What we create in business and in our personal lives continues to vibrate out, either in small or big ways.
David Brooks, an opinion writer for the New York Times, once said that to impact people powerfully, leaders need to pursue the development of moral depth. That’s a bold statement. What does Brooks mean by this and how does it apply to increasing the impact you have on others as a leader?
Essentially, we live out two competing value sets: resume values and legacy values. Resume values center around achievement, competing and winning. Legacy values are displayed in how you engaged people, how you lived your life and how people remember you.

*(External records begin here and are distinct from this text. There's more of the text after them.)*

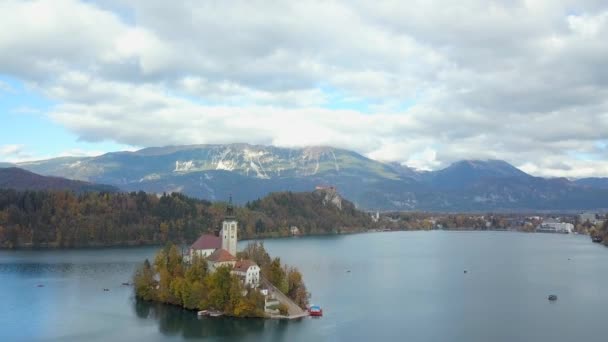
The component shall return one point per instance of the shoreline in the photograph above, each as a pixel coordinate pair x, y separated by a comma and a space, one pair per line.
370, 231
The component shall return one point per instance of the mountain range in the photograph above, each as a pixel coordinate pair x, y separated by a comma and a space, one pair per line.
249, 172
19, 179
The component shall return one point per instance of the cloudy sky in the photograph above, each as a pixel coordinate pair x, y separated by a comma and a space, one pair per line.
420, 82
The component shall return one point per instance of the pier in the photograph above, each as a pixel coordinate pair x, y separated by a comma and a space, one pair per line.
293, 310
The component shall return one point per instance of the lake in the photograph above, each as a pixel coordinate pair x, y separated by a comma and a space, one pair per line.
401, 286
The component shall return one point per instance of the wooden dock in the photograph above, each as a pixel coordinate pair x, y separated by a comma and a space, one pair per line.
293, 310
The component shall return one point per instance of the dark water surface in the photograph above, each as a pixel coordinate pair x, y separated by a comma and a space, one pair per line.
402, 286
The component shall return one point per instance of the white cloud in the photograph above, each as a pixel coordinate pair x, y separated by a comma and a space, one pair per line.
427, 83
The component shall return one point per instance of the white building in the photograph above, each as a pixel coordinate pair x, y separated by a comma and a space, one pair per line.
221, 250
220, 257
591, 217
248, 271
229, 230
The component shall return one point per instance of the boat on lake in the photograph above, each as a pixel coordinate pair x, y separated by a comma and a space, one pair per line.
215, 313
315, 311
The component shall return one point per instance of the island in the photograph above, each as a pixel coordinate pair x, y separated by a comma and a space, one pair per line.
214, 279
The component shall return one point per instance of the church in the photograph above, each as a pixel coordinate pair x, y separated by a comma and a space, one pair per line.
220, 250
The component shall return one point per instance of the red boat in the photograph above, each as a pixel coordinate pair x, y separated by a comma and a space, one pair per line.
315, 311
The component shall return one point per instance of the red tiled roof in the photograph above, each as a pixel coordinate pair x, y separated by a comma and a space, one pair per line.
243, 265
207, 241
221, 255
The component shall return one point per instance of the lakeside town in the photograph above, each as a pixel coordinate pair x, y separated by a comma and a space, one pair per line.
588, 222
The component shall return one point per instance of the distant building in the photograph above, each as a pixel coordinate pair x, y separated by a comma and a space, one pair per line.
221, 250
205, 245
229, 230
589, 217
551, 225
376, 216
220, 257
248, 271
294, 231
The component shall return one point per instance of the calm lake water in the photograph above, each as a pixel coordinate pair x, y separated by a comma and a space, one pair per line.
402, 286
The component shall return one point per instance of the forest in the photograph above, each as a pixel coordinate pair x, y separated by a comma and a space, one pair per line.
193, 286
65, 219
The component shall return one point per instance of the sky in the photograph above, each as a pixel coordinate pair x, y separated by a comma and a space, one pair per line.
423, 83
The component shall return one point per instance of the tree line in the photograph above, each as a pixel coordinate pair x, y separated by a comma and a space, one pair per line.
191, 285
39, 219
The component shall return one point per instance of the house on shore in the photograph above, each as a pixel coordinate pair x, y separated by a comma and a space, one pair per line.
551, 225
221, 251
248, 271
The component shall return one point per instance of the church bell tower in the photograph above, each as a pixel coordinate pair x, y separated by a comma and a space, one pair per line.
229, 230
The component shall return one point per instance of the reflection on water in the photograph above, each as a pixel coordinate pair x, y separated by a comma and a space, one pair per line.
373, 287
175, 321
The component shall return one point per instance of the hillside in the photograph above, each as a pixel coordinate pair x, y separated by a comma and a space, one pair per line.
213, 172
19, 179
63, 219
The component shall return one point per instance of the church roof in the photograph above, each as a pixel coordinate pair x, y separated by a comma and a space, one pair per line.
243, 265
221, 255
207, 241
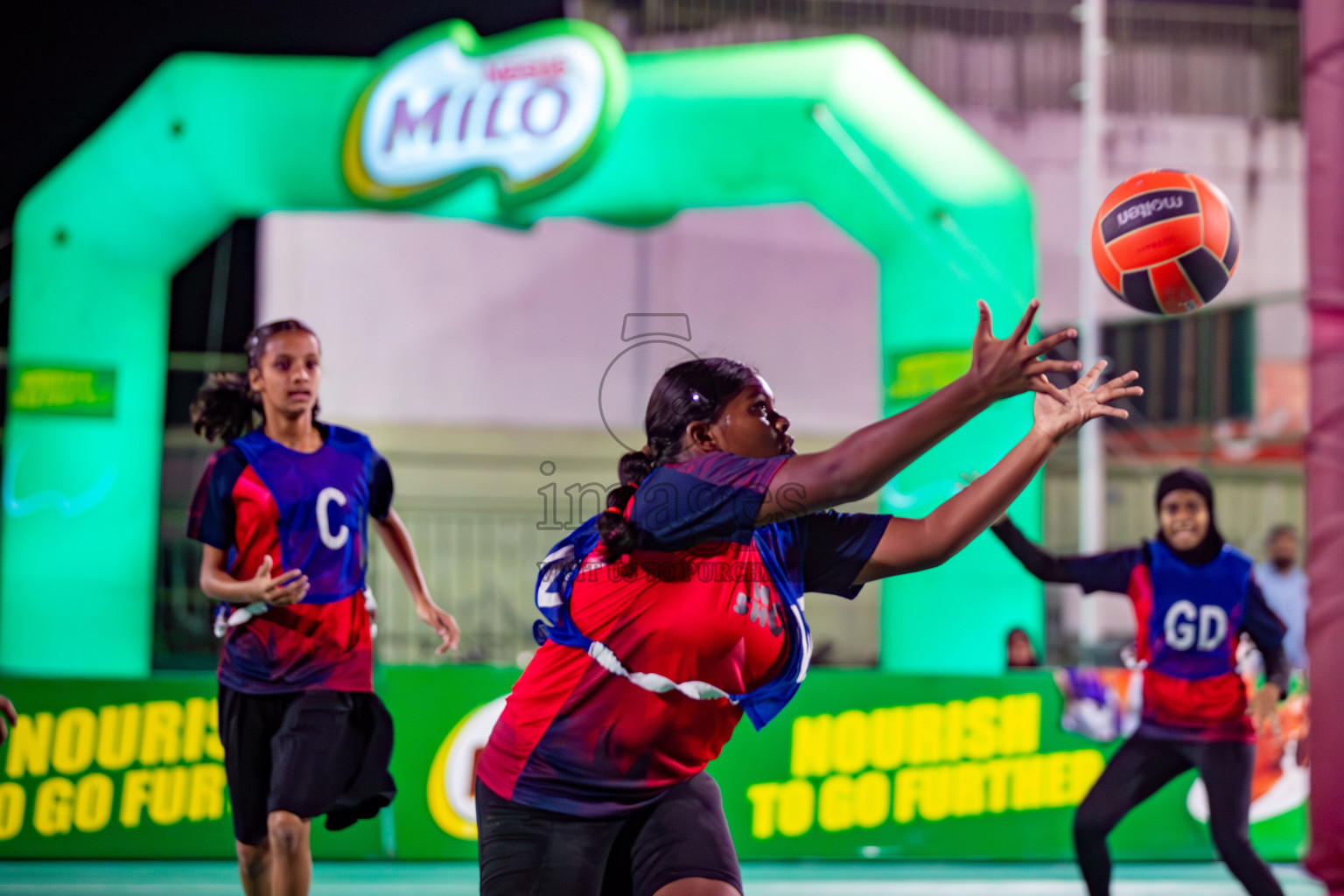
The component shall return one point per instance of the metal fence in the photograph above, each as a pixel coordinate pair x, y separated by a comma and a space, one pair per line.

My dad, a successful CEO, passed at age 90. When the family gathered and reminisced about who he was, the themes brought up were love, sacrifice, perseverance through suffering, a “never give up” spirit, dedication to family and integrity in all things. My dad always taught us that any time you make a choice to compromise what you know is right, even if it doesn’t hurt anyone else, you diminish your soul. These were my father’s legacy values and they were firmly implanted in my own character and view of the world.
Legacy values vector at a different plane than resume values, and if underdeveloped, they leave a leader stranded in the shallows of moral character. We’ve all met these stranded leaders. Work is all about winning. Certainly, resume values can be critical for a life well lived, but if that’s your core focus, it leaves a hollow feeling in the connection with others. People with moral depth can feel the lack of heart, the feeling of “soullessness.” Stakeholders in your business today care not only about what you do, but how you do it. If you get results and leave shattered relationships, then you are missing the core purpose of what your business can achieve -- both a great return for the owners and a great return in the lives of every person you touch.
The best entrepreneurs I have met are those who integrate resume values and legacy values, first within themselves, and then within their organizational culture. Here are three ways you can integrate and live out both sets of important values in your organization and life.
1. Give back to the community.
As the leader of an organization, consider encouraging and even incentivizing your employees to make positive contributions to the community or those less fortunate. Some community-minded companies set up programs where the company matches each employee’s social giving. Others select significant nonprofit projects and causes to rally around together. In either case, the company and its employees make real world positive change in their community.
2. Enrich the lives of those your serve.
It is common knowledge that a company serves its customers. There is no debate here. However, companies often forget they also serve other equally important groups, one of the most important being its own employees. If you are part of the organization’s leadership, consider how you can make the lives of your employees better. Are you able to make their time in the workplace more enjoyable and effective? Are you able to encourage their personal growth and goals? Are you able to provide services to make their family lives more successful and enriching?
To identify how best to serve your employees, consider stepping out of your office and onto the front lines of your company’s operations. Give your employees the chance to speak up in an open forum without recourse about their experiences and to voice their needs to you. Then listen and act. Develop programs that will most benefit your employees and improve their life experience.
3. Enhance your organization’s purpose.
Leaders can be passionate about doing great things and about being great people. For leaders who live out both legacy and resume values, going the extra mile for fellow team members, customers and the community is the norm. Giving both your head and heart to these important stakeholders is standard practice. For these leaders, there is no other choice but to pursue relentlessly a depth of moral character grounded in legacy values, and as a result, to build a powerful memory that echoes into the future.